Leroy looks over at Ugly. I can smell the rage in his system. “Shoot him in da leg, dawg.”

Figuring I’ve been shot enough for one night, I give Ugly the eye and say, “Point the gun at Leroy.”

Ugly’s eyes ice over and he slowly pivots the gun so that it’s pointing past me at his boss. It’s fair to say that Leroy is more than a little flabbergasted by this development. Can’t say I blame him.

“Aw no you ain’t. I know you ain’t pointin’ that mufuckin’ gun at me. You musta lost yo’ mind, fool. The fuck you be thinkin’?”

“Last chance, Leroy. You can still limp away from this.”

Leroy ignores me. He only has eyes for his traitorous pal. “You my bitch, bitch. I’m tellin’ you right the fuck now, you best get that gun outa my mufuckin’ face.”

The gun wavers ever so slightly. Got to give it to Leroy, he wields a lot of control. Too bad for him it’s no match for my hypnotic gaze.

I lean close to Ugly and whisper in one soup-bowl ear. I have to get up on tiptoes to do it. “Keep the gun on Leroy. Don’t let him move. Anything he tells you to do to me, you do to him. I’m gonna go move the truck. Nod if you understand.”

Ugly nods. I head for the Navigator.

“Where the fuck you think you be goin’, fool?” Leroy asks. When I don’t answer he turns back to Ugly. “I be tellin’ you for the last time. Get dat gun off me and shoot that mufucka in the leg!”

The Glock fires with the Navigator’s engine. Together the clap of the gun and the rumble of the engine sound like summer thunder in the garage. I look out the passenger side window to see Leroy collapsed amid his crutches at the side of the Benz, a fresh bullet wound just above the knee in his one remaining good leg.

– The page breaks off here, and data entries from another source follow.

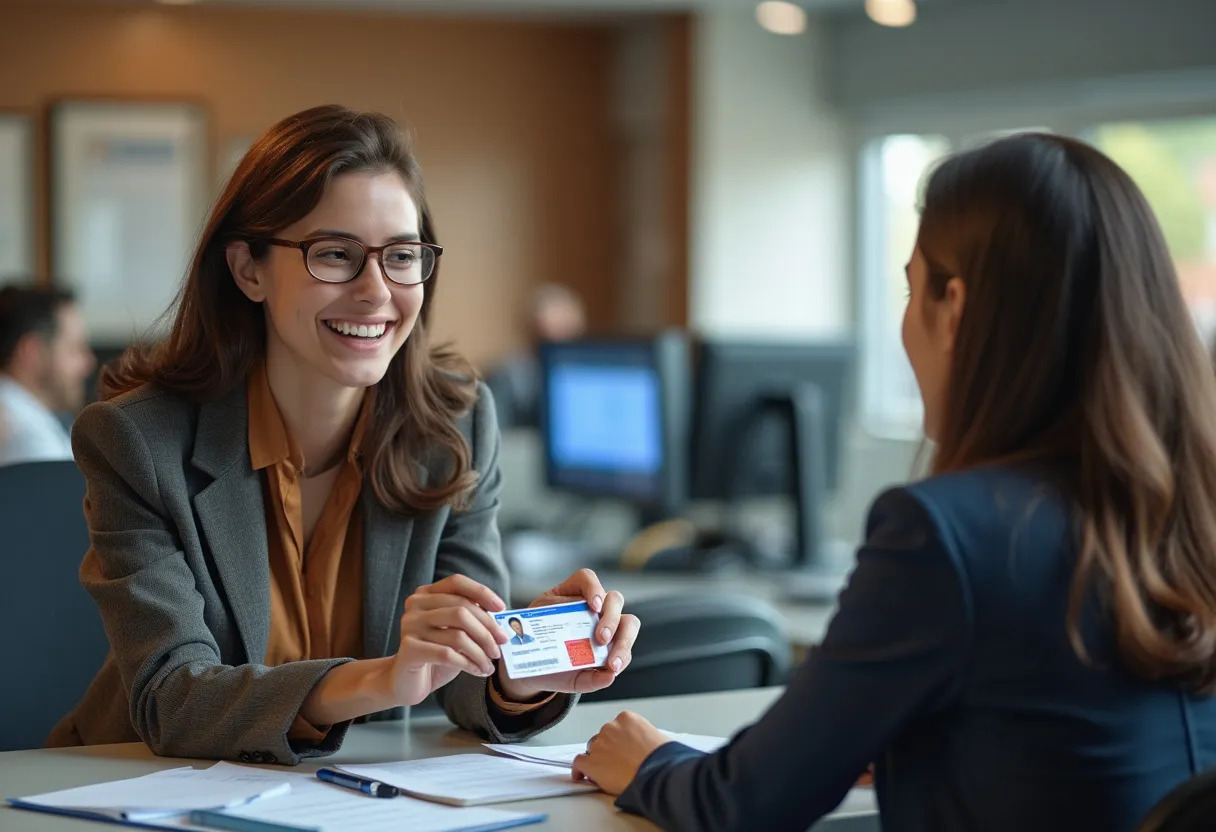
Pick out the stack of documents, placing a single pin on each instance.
(473, 780)
(563, 755)
(286, 799)
(162, 794)
(319, 805)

I move the truck. When I get back to the Benz, Leroy is sitting up clutching his leg, in the middle of an angry tirade. Can’t say I blame him.

“What the fuck? You mufuckin’ shot me, bitch! What the fuck you be thinkin’? Fuck!”

His boy doesn’t answer on account of he is still under my control, but Leroy doesn’t know it. Ignoring all the bleeding and yelling, I climb into the Mercedes and start her up.

“Mufucka’s gettin’ away, bitch. Shoot him. Shoot him right mufuckin’ n—”

Blam!
Leroy takes another bullet. In the shoulder this time. It drives him down hard on his back to the oil-stained floor like a tackle from a linebacker. It’s no more than he deserves, but I don’t feel good about it.

“Fuuuuuuuck!”

Much as I’d like to stick around and have a midnight snack, the gun was too loud. People will have heard. The cops will be coming.

Time to go.

I crank the window down so I can give Ugly one last instruction. “Help your friend,” I say. I figure it’s the least I can do.

And the most.

15

I
drive east to the Blue Veil. It’s been a long night, but I still intend to find out what Callie-Dean knows about all this, even if it means being less of a gentleman than I would prefer. But I’ll leave that up to her.

When I get there, I locate my favorite mitt-faced waitress, who tells me that Dallas hasn’t shown up for her shift. No call. No nothing. With a bad feeling rolling around in my stomach like two greasy ten-pound bowling balls, I leave and drive to Callie-Dean’s house as fast as the Roadster will take me. I park on the street. The house is dark and sullen behind the chain-link. Not even a porch light burns tonight.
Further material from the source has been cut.